NINDS monitors the evolution of the scientific landscape to determine whether programs continue to be appropriate and evaluates the effectiveness of programs to improve or replace them as warrented. NINDS will ensure that every existing program and policy is evaluated in a timely manner, that each new NINDS policy or program clearly states goals and an evaluation plan at its inception, and that the Institute continuously improves or replaces programs based on the findings. In response to advice of the previous NINDS Strategic Plan, the Institute created an internal Analysis Working Group (AWG) with membership from across the extramural divisions and the offices of the Institute Director. The AWG leads many analyses and evaluations. The Institute routinely discusses results from these analyses and evaluations with the NANDS Council.
Adapting a principle from biomarkers development, NINDS employs metrics and non-quantitative indicators that are “fit for purpose,” that is, designed for the program or policy in question. Depending on the nature of the program, the Institute may monitor various combinations of short, intermediate, and long-term outcomes—for example, a short-term check may look at whether an initiative attracts a wide range of proposals that peer review rates as outstanding or an encouraging number of applications from investigators new to a field. Intermediate monitoring may focus, for example, on what publications emerge, whether clinical trials are efficiently conducted, or the extent to which intended research resources are created. In the long term, an evaluation looks directly at whether the goal of the initiative is accomplished, e.g. is a causative gene, biomarker, or therapy developed; is a resource used for valuable research; do trainees succeed; does a clinical trial network improve efficiency and effectiveness of trials; or have stroke rates decreased as intended.
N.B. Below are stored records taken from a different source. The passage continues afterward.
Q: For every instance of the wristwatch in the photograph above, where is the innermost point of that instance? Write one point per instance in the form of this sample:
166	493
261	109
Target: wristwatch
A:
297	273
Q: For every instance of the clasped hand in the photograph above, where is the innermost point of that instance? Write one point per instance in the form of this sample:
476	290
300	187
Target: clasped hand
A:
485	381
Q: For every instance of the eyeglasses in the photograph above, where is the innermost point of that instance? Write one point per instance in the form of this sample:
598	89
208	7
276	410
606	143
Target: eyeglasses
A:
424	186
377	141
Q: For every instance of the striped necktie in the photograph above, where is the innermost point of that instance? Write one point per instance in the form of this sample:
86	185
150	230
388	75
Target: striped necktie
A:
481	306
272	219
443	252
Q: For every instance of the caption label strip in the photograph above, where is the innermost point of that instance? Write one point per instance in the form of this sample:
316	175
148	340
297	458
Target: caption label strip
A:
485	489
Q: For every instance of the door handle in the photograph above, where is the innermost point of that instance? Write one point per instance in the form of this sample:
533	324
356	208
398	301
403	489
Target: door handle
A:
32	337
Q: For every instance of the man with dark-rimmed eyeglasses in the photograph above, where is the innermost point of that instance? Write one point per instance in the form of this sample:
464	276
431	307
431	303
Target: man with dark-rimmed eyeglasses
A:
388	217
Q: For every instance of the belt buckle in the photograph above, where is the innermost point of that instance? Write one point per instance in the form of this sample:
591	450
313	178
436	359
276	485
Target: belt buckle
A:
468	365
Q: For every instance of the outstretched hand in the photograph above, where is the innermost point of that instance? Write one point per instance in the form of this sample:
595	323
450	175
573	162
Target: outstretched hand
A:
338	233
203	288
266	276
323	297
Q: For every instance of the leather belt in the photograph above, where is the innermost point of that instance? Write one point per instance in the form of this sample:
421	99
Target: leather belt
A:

Basic research makes up the largest part of the NINDS research portfolio and presents the greatest challenge to evaluation. Several studies have confirmed the importance of basic research for medical progress, but also consistently shown that the value of basic research often does not become apparent for decades after the research is published and cannot be meaningfully evaluated relying on quantitative measures such as bibliometrics (measures based on number of publication and citations). For these reasons, NINDS evaluations of basic research focus on qualitative evaluation of scientific content, including peer review for continuing support. The large number of prestigious research awards to NINDS investigators provides some assurance that NINDS supports high quality innovative research. These awards include numerous Nobel, Lasker, MacArthur, Breakthrough, and other honors. The Institute also performs thorough retrospective reviews of major advances in treatment of neurological disorders, which trace key contributions from NINDS research.